Headers properties should be case insensitive.
HTTP Header names are case insensitive. Swagger specification enforce to be case sensitive all field names without exceptions.
All field names in the specification are case sensitive.
Parameter names are case sensitive.
The specification should clarify headers names are case insensitive and must be validated in that way.
So the following schema:
"parameters": [
{
"name": "petId",
"in": "heaer",
"type": "string"
}
]
"headers": {
"X-Rate-Limit-Limit": {
"description": "The number of allowed requests in the current period",
"type": "integer"
}
}
Should be validate these headers as valid headers:
headers: [
"PETID",
"x-rate-limit-limit"
]
From a spec standpoint, there's really no issue. This is more around the processing of requests, which is out of the scope of the spec. Are there multiple places in the spec where a header is referenced (I couldn't think of it, but maybe I'm missing it)? Even if so, the intent of case sensitivity rules in RFC7230 is in regards to processing requests. IMO adding this exception to the spec simply adds unnecessary complexity to parsers. The spec should be case consistent any any references.
There's an edge case where you can define two header parameters with the same names only with different cases. While valid for other parameter types, it's conceptually invalid for header parameters. Don't think this needs to be addressed by the spec though, it's more of a user error in that case.

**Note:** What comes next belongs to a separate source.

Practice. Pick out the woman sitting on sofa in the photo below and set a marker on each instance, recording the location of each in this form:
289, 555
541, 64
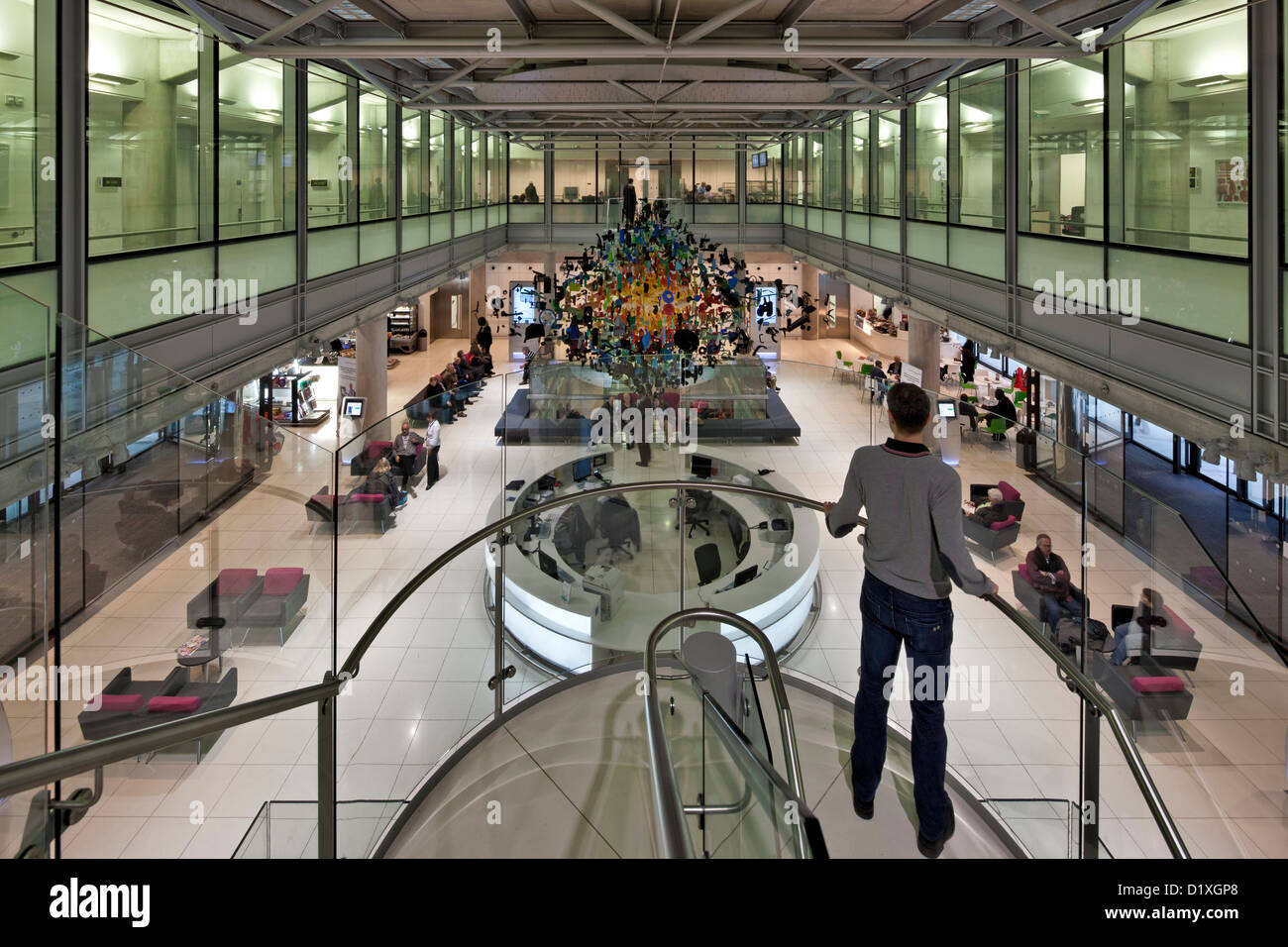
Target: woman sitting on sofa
1146, 616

Just putting it on the table here.
I'm on the fence about this. On the one hand, I agree with @Maks3w because most libraries I've ever used seem to work this way. On the other hand, I agree @jasonh-n-austin that consistency is more important than anything. I just don't see why anyone would use PetId in one place and petid or any other permutation elsewhere. Regardless of "who wins", in the end this is really a tooling thing.
I agree with @webron that making uniqueness case-insensitive when specifying parameters makes some sense, but probably isn't that high priority.
I guess I could see some argument that if you're using the OpenAPI Spec to validate incoming requests, case sensitivity could be an issue. However, that's still not a spec issue, that's on whatever implementation isn't following RFC7230 on header handling.
Perhaps a 'caveat' in the spec might be useful to guide implementers.
I think it should be spec'ed that headers need to be canonicalized. It should at the very least trigger a validation warning by the tools, consistently.
Hi @jharmn,
Would like to know the conclusion of this discussion. We have the same concern where the java-library in [1] has been used, which is built based on the OpenAPI specification.
As per the Hypertext Transfer Protocol specification in [2] :
4.2 Message Headers
Field names are case-insensitive.
As per the OpenAPI specification v3.0 in [3] :
All field names in the specification are case sensitive. This includes all fields that are used as keys in a map, except where explicitly noted that keys are case insensitive.
header - Custom headers that are expected as part of the request. Note that RFC7230 states header names are case insensitive.
So that the OpenAPI specification not expecting to validate header names, case-sensitively. Rather stating to validate case-insensitively. Please verify.
[1] https://bitbucket.org/atlassian/swagger-request-validator/src/swagger-request-validator-2.3.0/ [2] https://tools.ietf.org/html/rfc2616#section-4.2 [3] https://swagger.io/specification/
Thanks Indunil
Headers have been noted as case-insensitive in the spec for a while, and issue #2785 tracks adding a top-level comment, so I'm closing this issue in favor of that one.